Pink skates and deadly bombs

Children play on a swing

Israel has killed more than 16,000 children in Gaza to date. There are few areas for children to play in, and nowhere is safe.

Omar Ashtawy APA images

I reached Hussam Abu Ajwa on his phone.

What do you ask a man who has just lost a child?

What does a bereaved father say?

Abu Ajwa, whose daughter Tala, 10, was killed on 5 September, reached for the words of Mahmoud Darwish, a reply the late poet, while ailing and waiting to die, gave to a reporter’s question about how he felt.

“Bruised feelings and broken thoughts, and some scratched up memories. The doctor says nothing is fatal, just a little loss to the soul.”

Tala had been playing with her friends when a bomb struck a downstairs apartment in Gaza City, killing her on the spot and adding her name to the list of the nearly 17,000 children Israel has killed in Gaza since October last year.

A photograph of Tala under a white shroud wearing her pink roller skates subsequently went viral on social media.

She had asked her father if she could go out to play. Fearing for her safety, he first refused to give her permission.

But she was persistent, Abu Ajwa recalled, saying he reluctantly agreed to let her go play as long as she did not go too far away.

She had been bored, her mother, Hadeel, told The Electronic Intifada.

“She wanted to go to the amusement park. She wanted to go to the beach. She wanted to go to school. She wanted to see her friends, and she craved a lot of food, but she was deprived of everything because of the war,” Hadeel said before returning to what over the phone sounded like quietly crying.

So attached

Not more than 5 minutes had gone by after Tala left with her pink skates on when Abu Ajwa said he heard a loud explosion.

“I ran quickly from the third floor to the street,” Ajwa said.

He found Tala’s body face down covered in rubble and dust, only her roller skates visible.

He picked up her battered body and rushed to a hospital.

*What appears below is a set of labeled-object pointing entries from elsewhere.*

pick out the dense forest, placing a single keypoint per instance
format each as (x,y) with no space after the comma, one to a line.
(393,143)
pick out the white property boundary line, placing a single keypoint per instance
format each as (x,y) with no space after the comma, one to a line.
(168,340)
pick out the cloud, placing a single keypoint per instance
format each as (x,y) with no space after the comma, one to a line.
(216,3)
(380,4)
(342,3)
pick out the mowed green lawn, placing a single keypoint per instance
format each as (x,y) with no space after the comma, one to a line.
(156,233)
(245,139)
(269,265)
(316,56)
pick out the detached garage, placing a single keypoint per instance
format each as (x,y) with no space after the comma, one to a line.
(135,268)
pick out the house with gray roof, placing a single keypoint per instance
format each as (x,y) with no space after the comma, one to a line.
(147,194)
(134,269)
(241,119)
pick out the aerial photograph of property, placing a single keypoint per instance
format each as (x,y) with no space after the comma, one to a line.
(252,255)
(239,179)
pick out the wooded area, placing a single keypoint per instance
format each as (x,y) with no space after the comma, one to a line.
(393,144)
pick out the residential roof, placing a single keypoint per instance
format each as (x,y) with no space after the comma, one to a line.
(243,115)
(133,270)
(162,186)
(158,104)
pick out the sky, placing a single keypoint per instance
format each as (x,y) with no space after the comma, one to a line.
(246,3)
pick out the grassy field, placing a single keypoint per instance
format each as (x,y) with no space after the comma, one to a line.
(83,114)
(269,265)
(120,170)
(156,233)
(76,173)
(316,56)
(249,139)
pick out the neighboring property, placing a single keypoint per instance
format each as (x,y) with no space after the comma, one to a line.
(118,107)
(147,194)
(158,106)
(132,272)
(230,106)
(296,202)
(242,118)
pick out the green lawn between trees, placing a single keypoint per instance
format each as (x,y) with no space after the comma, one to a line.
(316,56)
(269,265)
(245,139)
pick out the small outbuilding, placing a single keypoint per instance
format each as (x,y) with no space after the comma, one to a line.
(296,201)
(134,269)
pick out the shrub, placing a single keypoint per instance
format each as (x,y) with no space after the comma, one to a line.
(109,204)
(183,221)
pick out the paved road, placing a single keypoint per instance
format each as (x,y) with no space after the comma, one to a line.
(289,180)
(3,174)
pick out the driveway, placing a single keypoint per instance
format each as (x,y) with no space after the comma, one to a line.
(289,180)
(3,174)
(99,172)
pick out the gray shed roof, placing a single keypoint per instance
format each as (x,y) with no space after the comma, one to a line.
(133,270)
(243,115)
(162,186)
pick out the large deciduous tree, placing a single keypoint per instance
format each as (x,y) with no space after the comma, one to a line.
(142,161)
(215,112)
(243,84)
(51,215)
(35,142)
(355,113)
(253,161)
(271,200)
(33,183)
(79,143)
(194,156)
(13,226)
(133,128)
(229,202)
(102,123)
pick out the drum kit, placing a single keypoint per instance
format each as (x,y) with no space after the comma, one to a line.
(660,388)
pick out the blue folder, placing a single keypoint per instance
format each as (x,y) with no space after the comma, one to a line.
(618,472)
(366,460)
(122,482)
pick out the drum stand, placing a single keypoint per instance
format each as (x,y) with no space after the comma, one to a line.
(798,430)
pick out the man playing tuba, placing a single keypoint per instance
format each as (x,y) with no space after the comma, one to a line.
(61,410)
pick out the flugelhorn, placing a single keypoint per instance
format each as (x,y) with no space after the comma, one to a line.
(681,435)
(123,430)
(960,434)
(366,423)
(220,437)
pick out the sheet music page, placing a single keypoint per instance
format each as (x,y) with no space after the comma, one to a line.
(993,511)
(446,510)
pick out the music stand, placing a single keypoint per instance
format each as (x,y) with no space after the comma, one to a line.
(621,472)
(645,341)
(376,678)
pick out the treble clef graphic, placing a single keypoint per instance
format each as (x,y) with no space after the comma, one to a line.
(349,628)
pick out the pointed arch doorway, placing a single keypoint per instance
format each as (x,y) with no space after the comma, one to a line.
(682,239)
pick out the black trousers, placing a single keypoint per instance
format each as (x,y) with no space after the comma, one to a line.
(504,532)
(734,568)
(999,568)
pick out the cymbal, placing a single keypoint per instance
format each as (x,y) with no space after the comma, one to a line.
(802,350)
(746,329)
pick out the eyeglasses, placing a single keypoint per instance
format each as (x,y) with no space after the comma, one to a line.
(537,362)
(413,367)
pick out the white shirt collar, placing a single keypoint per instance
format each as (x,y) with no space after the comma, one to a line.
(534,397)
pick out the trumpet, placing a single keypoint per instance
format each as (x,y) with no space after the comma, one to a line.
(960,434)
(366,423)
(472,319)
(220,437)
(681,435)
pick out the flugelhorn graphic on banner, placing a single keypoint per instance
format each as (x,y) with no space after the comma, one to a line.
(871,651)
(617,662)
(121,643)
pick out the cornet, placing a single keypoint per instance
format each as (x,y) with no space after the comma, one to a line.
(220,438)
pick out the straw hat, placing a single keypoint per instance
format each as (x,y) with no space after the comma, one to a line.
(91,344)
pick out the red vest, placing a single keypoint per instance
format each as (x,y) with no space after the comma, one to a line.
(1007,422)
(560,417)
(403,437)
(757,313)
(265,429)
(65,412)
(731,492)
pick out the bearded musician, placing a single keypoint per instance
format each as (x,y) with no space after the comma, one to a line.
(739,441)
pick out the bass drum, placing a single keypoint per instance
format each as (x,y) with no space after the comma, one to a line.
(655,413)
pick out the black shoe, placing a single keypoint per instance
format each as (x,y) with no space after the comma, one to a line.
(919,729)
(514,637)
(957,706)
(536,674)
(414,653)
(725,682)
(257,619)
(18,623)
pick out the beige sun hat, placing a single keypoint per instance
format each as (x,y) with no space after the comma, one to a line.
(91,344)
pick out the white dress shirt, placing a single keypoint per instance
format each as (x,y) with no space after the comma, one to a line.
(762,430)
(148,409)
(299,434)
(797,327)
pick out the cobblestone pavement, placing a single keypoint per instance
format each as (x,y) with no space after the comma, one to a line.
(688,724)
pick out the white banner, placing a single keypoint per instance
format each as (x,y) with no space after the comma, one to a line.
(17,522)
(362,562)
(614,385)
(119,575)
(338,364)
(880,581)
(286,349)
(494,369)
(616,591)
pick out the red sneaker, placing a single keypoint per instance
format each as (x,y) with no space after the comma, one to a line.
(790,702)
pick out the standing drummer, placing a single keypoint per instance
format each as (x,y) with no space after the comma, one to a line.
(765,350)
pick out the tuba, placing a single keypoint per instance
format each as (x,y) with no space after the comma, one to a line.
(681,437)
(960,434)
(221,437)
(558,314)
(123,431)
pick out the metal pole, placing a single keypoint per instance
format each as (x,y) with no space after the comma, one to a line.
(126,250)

It was too late. The medical staff could not save Tala’s life.

“I loved her very much,” Abu Ajwa said. “She was cheerful and loved to have fun and laugh a lot. She was smart and had big dreams, despite her young age.”

Tala aspired to be a dentist, her father said.

The day before she was killed, Abu Ajwa said, a bomb struck near their building and sent Tala running to the safety of his arms.

“I am sad because over the last year, my daughter had to experience so much fear and so many things children shouldn’t know, like starvation and displacement,” Abu Ajwa said.

“And then she was killed while skating, trying to make herself happy.”

It was Abu Ajwa, a chemistry teacher before the genocide, who bought her the skates.

“She was so happy. She was so attached to these skates and to this hobby. I would take her every Thursday to the corniche for her to skate.”

“They were the first thing I saw,” he said, finally, with a sigh. “Those skates.”

Fedaa al-Qedra is a journalist in Gaza.